Are you unmarried or separated. My advice is ask the fairer sex. Your idea is 1950, please dont do it. You will chop heaps off your house value and in 4 years you will have a yellow nondescript ceiling. You may love the idea but thats you. there are few like you.

----------


## Spin

Well you have me confused now rrobor  :Confused: . In Tassie many timber homes have pine boards lining the ceiling (and walls) and it seems very popular. Are you saying the pine boards are the issue or are you saying dont put any lining boards on the ceiling at all? Spin

----------


## rrobor

I do believe I am. Tazzy makes sense.

----------


## Moose4

My 1918 cottage has timber t&g ceiling boards and I have just added the same in the new extension (50 sq m).
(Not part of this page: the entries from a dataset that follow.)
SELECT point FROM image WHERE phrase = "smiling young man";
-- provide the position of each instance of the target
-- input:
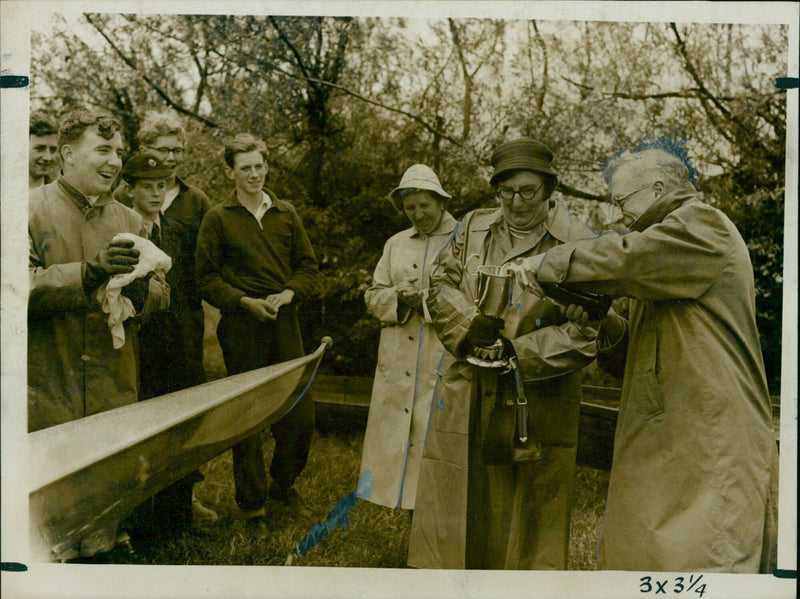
(254, 262)
(43, 149)
(73, 368)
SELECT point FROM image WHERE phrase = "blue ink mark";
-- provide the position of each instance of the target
(674, 143)
(11, 81)
(13, 567)
(337, 516)
(784, 573)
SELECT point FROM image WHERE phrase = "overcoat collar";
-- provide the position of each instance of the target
(446, 225)
(559, 224)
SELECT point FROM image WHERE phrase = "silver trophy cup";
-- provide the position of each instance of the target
(493, 296)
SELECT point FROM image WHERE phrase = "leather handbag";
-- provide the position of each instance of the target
(508, 438)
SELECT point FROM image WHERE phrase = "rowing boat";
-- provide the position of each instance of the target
(89, 474)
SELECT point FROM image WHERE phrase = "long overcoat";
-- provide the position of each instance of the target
(693, 483)
(500, 517)
(73, 368)
(409, 356)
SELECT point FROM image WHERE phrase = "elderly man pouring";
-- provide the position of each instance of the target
(694, 479)
(473, 509)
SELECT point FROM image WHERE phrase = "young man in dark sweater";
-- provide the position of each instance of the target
(254, 262)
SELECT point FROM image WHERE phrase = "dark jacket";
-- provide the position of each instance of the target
(164, 365)
(73, 369)
(236, 257)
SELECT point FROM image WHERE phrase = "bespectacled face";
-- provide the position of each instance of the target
(148, 196)
(523, 198)
(92, 163)
(631, 195)
(423, 211)
(42, 157)
(249, 172)
(169, 149)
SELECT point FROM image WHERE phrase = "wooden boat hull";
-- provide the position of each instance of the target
(91, 473)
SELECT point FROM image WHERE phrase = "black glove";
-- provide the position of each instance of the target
(118, 257)
(483, 330)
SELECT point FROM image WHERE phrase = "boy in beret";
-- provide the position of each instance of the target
(163, 356)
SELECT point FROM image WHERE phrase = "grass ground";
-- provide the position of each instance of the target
(375, 537)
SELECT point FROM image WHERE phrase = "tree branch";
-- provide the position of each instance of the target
(298, 59)
(705, 91)
(685, 93)
(358, 96)
(543, 87)
(164, 95)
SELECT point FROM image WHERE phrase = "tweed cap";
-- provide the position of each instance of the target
(418, 176)
(522, 154)
(145, 166)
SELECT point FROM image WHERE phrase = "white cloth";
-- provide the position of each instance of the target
(118, 307)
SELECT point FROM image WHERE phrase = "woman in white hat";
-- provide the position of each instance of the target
(410, 352)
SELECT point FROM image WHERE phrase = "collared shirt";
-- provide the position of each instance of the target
(235, 257)
(81, 201)
(259, 211)
(148, 225)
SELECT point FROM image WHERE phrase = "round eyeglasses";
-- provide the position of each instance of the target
(527, 193)
(167, 151)
(622, 199)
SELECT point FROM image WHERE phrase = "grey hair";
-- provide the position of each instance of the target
(653, 161)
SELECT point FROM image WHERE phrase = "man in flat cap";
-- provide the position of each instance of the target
(164, 363)
(694, 479)
(514, 515)
(162, 135)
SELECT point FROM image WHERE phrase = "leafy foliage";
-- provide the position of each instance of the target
(347, 104)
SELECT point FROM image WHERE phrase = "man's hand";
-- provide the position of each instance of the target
(259, 308)
(483, 330)
(276, 300)
(118, 258)
(408, 294)
(610, 322)
(525, 273)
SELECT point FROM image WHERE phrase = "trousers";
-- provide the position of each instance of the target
(247, 344)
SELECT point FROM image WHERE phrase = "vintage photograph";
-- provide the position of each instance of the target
(442, 290)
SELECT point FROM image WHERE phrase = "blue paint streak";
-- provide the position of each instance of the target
(337, 516)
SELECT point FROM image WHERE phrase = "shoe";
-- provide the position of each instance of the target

They are painted white and have never turned yellow.
Anyone who walks into my house comments on how they love the timber ceilings. 
I guess to each is own! 
Spin I used pine boards from Bunning's and some from a timber yard. The ones from the timber yard did not have any knots, this saves filling the holes later. I initially used an electric brad nailer to install the boards which worked fine but then upgraded to a small compressor and air brad gun which seems to provide a better finish. 
Depending on the length of your room you can get 5m boards which would cut down on joins. If you do have joins try and stagger them, where I had joins I filled and sanded them, I then primed and painted all ceilings, you cant see the joins or the nail holes and its actually pretty hard to tell the difference from the old or the new.

----------


## rrobor

In an old cottage painted white, or in a high vaulted ceiling it would be fine, but on a standard ceiling varnished it was a phase thats now passed. But please, if this is your thing go ahead. If you ever sell your house, what sells is a blank canvas, White ceilings off white shades on the walls. Stamp your own personality  in a major way on the structure and you detract from the price. The exceptions obviously are cathedral styled structures etc.

----------


## chris_stam

There is nothing wrong with pine lining boards.  I built our house 9 yrs ago and fitted pine lining boards that were limed and then cleared in my Garage ceiling and verandah and they look fantastic.  Also a benefit if you carrying a piece of 4 x 2 in the garge and hit the ceiling there is no big dent which has to repaired.  As long as they are tastefully put in they are still good.  I think some people got a bit excited in the 80's and were lining whole houses with them and then estapoling the whole lot in full gloss....Yuk...Definetely finish them on the ground before putting them up becuase the expand and you can see the unpainted timber. 
Chris

----------


## Spin

Thanks Moose and Chris. Thanks for helping out with this, I have enough info to proceed now. The house is actually an old timber home in Tassie in a beautiful rural setting, so the lining will look awesome on the ceiling. I guess rrobor must have assumed it was a newer style home. Thanks Spin

----------